Group shot of smiling office workers

Office of the Provost and Vice-President Academic

One of UAlberta’s newest Green Spaces certified office is the Office of the Provost and the Vice-President Academic. Thanks to the initiative of Lindsay Baranowski, Financial Assistant andRose Huculak, Records Coordinator, they achieved the highest rating, Gold.

How did you learn about Green Spaces?

LB: We learned about it through Roger Epp, the new Vice-Provost (Academic), and we also get the email newsletter from the Office of Sustainability. But Roger, being so involved with sustainability, brought the Green Spaces program to the attention of our office. When asked if we wanted to take it on, the two of us foolishly volunteered.

What made you want to volunteer to lead this initiative?

RH: To gain more knowledge of what we can do as an office, and also to gain more awareness of things I can do myself, at home. A lot of things do go to waste, and I feel that we should give others the chance to use things that we no longer need here. For instance, I’ve always been involved with the Campus Food Bank. But when I got in touch with them for Green Spaces, I learned even more about what they can take so I’m able to send more things to them now.

LB: I think sustainability is really important. It’s an emerging issue we’re all going to have to deal with more and more. Green Spaces is an interesting way to get involved with that challenge. I try to engage in eco practices at home and in my personal life—why not help make it easier to do that around the office too?

Your office earned Green Spaces Gold (congratulations!). How did you achieve this rating?

RH: One day I went around – because there was no one in the office – I went to see how many actually turned their lights off and it was like 95 per cent! So that was an automatic point, because people were already doing it.

LB: We did make some changes. Our innovative action was to start this Green Spaces board. Here we post sustainability news, initiatives and things people can access like eco discounts on campus. We also got new recycling bins for our kitchen, which is great. We’ve even been looking into kitchen composting. A lot of these changes were easy things that you simply don’t do until you think about it.

RH: I take care of ordering all of the office supplies, so I try to recycle as much as I can when we’re done with things – like with binders, I try to reuse the binders, recycle the tabs… If they’re not too new, I’ll send them to the Campus Food Bank for reuse. I try to reuse as many supplies as I can around the office.

LB: Some things are simple, like we’re telling people to turn off their computer monitors at night, because we realize that people forget about that. And then you realize, my gosh what an easy practice.

On a personal level, why is it important to you to take action on sustainability?

LB: I think we all have people we care about in upcoming generations that we want to see have a planet in the future.

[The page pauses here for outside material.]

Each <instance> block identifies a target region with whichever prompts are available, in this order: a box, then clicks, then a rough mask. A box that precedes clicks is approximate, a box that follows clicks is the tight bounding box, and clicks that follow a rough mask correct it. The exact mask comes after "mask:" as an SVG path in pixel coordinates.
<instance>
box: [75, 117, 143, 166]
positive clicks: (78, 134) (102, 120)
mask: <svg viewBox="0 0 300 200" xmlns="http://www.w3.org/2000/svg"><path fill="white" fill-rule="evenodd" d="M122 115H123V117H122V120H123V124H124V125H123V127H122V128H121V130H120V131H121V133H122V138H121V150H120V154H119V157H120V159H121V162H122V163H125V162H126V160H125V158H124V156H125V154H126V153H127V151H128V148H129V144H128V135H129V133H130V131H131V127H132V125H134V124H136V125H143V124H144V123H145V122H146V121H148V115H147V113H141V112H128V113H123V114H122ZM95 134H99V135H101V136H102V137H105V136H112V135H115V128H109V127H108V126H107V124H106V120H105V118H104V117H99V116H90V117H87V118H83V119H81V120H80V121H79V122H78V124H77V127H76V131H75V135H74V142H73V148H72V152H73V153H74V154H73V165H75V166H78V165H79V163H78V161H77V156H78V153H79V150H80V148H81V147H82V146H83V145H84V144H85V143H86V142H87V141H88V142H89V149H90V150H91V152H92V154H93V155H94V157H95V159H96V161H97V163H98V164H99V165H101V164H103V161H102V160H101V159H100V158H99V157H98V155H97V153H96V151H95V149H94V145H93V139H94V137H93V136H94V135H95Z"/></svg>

RH: We have to save our earth! It’s getting polluted enough. Like we were discussing before, things like electronics just get thrown out. It’s such a waste to me. The more we recycle and reuse, the better the chance that the planet might be here when our great-grandchildren are around.

How can others get involved with campus sustainability?

LB: I recommend people just go through the Green Spaces checklist. See how much of it they are already doing and see what little things they can improve on. Even if they don’t implement every single action it’s still a really useful guide. One Simple Act on Campus is cool too. I like the suggestions that they made and they encourage people to come up with their own too.